The mayor is also backing smaller changes to the citywide zoning code that would make it easier to build housing and don’t require the approval of individual Council members. One of those changes, for example, would remove caps on the building of studio apartments. Another would eliminate rules requiring a certain number of parking spaces to be built with housing units. Dan Garodnick, chair of the City Planning Commission, told me his team had found dozens of such regulations that create needless barriers to housing production.
This change in New York politics is part of a nascent but promising movement. As rents rise, the anti-development sentiment that once dominated Democratic politics is giving way to calls to build more housing, fast. Lately, even politicians who count themselves among the most skeptical regarding for-profit developers have thrown their support behind building units to ease the crisis.
Councilwoman Tiffany Cabán, a proudly far-left Democrat, surprised many recently when she voted to site 1,400 new units of housing in her district in Queens. “Listen, I’m not anti-development,” she told me. “We desperately need more housing.” Ms. Cabán said she had come to believe the city should embrace every possible way to build more housing, from allowing responsible building by for-profit developers to using whatever city-owned land remains to put up apartments.
But solving the housing crisis in New York City will require a regional approach. The city and its suburbs are connected by extensive rail lines allowing residents of Long Island and Westchester to commute to Manhattan. The system is an enormous strength. But for the better part of a century, zoning laws in Westchester and especially Long Island have severely limited the construction of higher-density housing developments.
The zoning laws have their roots in the Jim Crow era of segregation, when they were used to keep Black Americans and others from buying homes in certain areas. The problem is especially acute on Long Island, where the biggest growth took place in the years after World War II, when the federal government backed housing discrimination through preferential treatment in government loans.

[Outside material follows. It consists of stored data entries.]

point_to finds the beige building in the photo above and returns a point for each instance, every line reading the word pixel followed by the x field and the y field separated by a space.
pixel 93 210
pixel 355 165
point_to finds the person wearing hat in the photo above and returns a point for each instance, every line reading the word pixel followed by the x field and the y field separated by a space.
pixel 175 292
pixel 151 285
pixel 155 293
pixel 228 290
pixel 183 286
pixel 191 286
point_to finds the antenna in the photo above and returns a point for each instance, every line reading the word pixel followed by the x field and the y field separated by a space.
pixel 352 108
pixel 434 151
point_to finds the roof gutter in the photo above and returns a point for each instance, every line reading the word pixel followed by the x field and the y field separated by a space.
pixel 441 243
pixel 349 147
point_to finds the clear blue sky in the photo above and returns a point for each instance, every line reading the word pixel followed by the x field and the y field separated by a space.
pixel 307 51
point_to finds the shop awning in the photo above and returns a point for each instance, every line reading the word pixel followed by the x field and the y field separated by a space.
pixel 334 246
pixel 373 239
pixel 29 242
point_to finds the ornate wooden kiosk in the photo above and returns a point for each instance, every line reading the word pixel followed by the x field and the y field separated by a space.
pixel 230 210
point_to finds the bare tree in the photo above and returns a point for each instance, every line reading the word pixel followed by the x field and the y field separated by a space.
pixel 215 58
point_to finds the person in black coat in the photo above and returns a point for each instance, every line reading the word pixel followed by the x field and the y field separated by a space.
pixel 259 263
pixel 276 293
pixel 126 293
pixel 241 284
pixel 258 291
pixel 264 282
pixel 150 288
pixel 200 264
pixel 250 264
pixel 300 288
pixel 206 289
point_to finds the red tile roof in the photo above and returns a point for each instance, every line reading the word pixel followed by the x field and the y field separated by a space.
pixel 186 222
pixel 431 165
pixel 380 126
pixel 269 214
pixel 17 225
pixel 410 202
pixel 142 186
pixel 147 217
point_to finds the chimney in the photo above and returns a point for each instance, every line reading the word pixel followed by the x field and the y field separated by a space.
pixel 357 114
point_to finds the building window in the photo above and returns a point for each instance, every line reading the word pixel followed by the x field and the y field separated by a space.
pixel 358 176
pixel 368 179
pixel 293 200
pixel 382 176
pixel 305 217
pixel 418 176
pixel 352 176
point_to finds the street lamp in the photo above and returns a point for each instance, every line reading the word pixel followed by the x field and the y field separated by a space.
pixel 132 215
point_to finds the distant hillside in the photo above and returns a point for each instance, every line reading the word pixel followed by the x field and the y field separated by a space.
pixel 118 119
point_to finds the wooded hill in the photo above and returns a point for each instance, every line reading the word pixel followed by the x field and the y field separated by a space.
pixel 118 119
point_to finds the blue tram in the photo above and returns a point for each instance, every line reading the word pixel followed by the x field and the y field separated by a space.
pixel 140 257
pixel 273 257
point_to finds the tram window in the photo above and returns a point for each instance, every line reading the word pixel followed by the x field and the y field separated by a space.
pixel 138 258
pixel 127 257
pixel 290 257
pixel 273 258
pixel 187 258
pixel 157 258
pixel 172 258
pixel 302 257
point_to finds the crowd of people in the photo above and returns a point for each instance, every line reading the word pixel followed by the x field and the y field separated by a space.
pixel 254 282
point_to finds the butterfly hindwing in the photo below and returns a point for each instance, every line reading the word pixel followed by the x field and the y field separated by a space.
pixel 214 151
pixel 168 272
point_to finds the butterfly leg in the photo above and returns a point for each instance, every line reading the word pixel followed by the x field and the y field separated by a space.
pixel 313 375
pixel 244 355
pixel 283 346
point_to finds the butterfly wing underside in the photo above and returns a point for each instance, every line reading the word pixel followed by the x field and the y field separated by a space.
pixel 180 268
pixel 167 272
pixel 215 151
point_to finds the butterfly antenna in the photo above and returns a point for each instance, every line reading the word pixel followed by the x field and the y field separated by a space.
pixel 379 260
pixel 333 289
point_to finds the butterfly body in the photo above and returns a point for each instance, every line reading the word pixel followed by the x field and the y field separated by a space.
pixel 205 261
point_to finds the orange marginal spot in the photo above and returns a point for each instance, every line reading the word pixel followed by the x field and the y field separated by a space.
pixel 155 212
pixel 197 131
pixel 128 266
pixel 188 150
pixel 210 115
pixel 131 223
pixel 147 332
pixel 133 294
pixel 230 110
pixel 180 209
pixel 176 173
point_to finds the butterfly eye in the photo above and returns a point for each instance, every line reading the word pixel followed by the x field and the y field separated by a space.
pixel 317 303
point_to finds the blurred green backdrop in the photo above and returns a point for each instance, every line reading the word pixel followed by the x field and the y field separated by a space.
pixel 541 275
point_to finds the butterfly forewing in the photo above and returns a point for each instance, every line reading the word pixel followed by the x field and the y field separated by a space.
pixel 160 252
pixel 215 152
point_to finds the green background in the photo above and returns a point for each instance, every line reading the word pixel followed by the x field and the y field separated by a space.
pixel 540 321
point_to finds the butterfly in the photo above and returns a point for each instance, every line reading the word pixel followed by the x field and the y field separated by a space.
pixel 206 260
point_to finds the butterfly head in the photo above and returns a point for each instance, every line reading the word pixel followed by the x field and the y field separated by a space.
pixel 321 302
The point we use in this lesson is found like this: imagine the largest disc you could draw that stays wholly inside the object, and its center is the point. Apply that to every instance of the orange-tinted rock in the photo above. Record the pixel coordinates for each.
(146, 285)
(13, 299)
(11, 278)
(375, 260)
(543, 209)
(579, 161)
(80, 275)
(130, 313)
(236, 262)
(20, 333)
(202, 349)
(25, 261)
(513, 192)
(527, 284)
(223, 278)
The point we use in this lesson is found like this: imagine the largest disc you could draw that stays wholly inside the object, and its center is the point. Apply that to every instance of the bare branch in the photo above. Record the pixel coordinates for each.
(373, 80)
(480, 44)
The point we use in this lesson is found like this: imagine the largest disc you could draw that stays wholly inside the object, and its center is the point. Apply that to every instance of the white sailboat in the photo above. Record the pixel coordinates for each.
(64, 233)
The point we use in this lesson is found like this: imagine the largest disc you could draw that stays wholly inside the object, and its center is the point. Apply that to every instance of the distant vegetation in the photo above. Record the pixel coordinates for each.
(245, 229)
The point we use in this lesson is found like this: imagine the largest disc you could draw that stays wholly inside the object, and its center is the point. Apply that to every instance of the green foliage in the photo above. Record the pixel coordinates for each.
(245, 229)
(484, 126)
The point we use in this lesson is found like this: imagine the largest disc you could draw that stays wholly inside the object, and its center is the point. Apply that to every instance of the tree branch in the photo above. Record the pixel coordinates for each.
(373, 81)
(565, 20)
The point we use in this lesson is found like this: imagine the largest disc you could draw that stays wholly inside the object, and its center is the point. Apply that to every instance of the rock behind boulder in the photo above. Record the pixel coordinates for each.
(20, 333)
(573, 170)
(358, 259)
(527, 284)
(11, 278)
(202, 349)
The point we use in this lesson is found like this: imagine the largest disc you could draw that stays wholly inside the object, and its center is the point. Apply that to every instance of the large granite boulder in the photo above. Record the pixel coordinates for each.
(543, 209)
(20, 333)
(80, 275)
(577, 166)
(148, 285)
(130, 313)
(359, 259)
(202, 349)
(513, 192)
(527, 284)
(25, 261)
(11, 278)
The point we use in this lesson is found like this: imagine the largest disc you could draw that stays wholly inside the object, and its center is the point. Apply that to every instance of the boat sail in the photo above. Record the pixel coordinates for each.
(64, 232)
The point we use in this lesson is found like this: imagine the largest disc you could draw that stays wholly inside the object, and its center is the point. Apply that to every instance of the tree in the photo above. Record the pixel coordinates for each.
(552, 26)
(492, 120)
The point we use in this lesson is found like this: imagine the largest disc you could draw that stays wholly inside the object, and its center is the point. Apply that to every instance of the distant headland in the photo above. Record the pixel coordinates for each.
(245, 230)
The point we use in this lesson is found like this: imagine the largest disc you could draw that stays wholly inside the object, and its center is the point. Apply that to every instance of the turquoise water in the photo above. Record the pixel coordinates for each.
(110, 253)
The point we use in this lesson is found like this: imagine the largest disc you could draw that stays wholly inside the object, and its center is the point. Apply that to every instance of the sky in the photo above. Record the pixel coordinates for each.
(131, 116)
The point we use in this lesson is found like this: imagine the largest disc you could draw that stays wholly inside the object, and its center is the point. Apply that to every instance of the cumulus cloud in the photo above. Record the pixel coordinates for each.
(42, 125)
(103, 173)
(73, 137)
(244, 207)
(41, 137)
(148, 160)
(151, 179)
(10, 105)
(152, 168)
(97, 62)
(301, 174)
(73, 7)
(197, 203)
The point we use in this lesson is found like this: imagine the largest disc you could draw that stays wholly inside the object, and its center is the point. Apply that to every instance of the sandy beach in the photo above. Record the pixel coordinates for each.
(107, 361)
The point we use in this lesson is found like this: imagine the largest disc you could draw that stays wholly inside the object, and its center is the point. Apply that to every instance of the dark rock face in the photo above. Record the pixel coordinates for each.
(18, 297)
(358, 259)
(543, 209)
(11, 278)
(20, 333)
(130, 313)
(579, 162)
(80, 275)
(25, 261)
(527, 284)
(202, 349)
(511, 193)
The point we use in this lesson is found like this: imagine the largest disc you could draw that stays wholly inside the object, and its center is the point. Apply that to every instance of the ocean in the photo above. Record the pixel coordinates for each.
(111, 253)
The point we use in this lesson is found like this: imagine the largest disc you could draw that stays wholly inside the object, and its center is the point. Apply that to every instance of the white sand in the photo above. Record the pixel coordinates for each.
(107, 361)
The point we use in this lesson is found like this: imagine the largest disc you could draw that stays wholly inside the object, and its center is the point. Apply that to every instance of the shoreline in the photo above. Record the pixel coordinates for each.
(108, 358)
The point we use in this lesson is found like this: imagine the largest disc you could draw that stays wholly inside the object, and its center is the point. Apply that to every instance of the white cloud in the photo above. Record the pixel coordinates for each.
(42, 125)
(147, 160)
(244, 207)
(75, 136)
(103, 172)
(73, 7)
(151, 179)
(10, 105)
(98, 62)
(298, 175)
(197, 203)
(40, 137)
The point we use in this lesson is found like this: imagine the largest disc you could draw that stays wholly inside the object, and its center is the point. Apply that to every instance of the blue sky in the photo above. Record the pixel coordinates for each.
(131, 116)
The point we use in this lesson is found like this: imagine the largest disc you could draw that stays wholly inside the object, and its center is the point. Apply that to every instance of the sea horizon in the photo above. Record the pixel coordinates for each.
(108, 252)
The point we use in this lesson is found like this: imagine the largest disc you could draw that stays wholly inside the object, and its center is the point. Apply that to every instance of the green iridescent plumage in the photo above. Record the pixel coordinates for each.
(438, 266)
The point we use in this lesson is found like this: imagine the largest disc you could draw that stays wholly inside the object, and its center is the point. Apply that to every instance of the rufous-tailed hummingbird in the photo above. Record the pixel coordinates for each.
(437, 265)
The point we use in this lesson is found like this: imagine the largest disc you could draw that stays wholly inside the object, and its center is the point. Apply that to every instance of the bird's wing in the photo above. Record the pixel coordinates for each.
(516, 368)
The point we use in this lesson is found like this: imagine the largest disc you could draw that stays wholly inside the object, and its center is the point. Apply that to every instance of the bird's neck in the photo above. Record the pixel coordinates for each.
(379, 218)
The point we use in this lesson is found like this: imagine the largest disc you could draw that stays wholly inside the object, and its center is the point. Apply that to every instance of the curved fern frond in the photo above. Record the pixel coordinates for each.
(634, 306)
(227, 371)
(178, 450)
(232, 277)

Over time, these laws have contributed not only to racial and economic segregation in New York, but also to the affordability crisis by constraining the region’s housing supply. Gov. Kathy Hochul and the State Legislature need to challenge suburban zoning laws that make it difficult or virtually impossible to build the multifamily housing the state needs.
Eliminating these restrictions doesn’t have to mean the end of suburban life. Indeed, higher-density development in suburban downtowns can invigorate them. It won’t be easy. A proposal in the State Legislature that would have allowed for multifamily housing to be built around transit centers on Long Island failed this year after Ms. Hochul backed down in the face of local opposition. If she is re-elected this November, resurrecting that effort would be a worthy priority.